Entre as ferramentas recomendadas para mitigar os efeitos do estresse térmico estão fertilizantes foliares e bioestimulantes. Segundo a empresa, esses produtos atuam como suporte fisiológico, ajudando a manter as plantas mais nutridas e preparadas para enfrentar condições adversas.

Nutrientes como potássio, cálcio, magnésio e micronutrientes contribuem para o equilíbrio metabólico da planta. Já compostos como aminoácidos e extratos de algas auxiliam na recuperação após eventos de geada.

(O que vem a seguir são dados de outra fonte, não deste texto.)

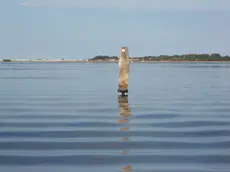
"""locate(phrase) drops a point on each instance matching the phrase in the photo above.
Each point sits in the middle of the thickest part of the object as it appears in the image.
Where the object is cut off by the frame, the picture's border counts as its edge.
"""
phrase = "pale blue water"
(65, 117)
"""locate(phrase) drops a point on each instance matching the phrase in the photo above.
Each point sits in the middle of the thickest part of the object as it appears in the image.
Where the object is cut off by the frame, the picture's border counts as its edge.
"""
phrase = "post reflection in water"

Além disso, os bioestimulantes estimulam mecanismos naturais de defesa, aumentando a atividade antioxidante e reduzindo danos celulares causados pelo frio.

Estratégia deve ser preventiva e integrada, reforça Vittia

Para a Vittia, o uso dessas tecnologias deve estar inserido em uma estratégia de manejo mais ampla, com foco preventivo e planejamento antecipado.

“Não é possível controlar o clima, mas contribuir para que a planta esteja mais equilibrada nutricionalmente antes do evento e tenha melhores condições de recuperação”, destacou Gustavo Rubim.

O cenário reforça a importância de tecnologias agrícolas e práticas integradas como ferramentas essenciais para reduzir riscos climáticos e garantir maior estabilidade produtiva no trigo cultivado na região Sul do Brasil.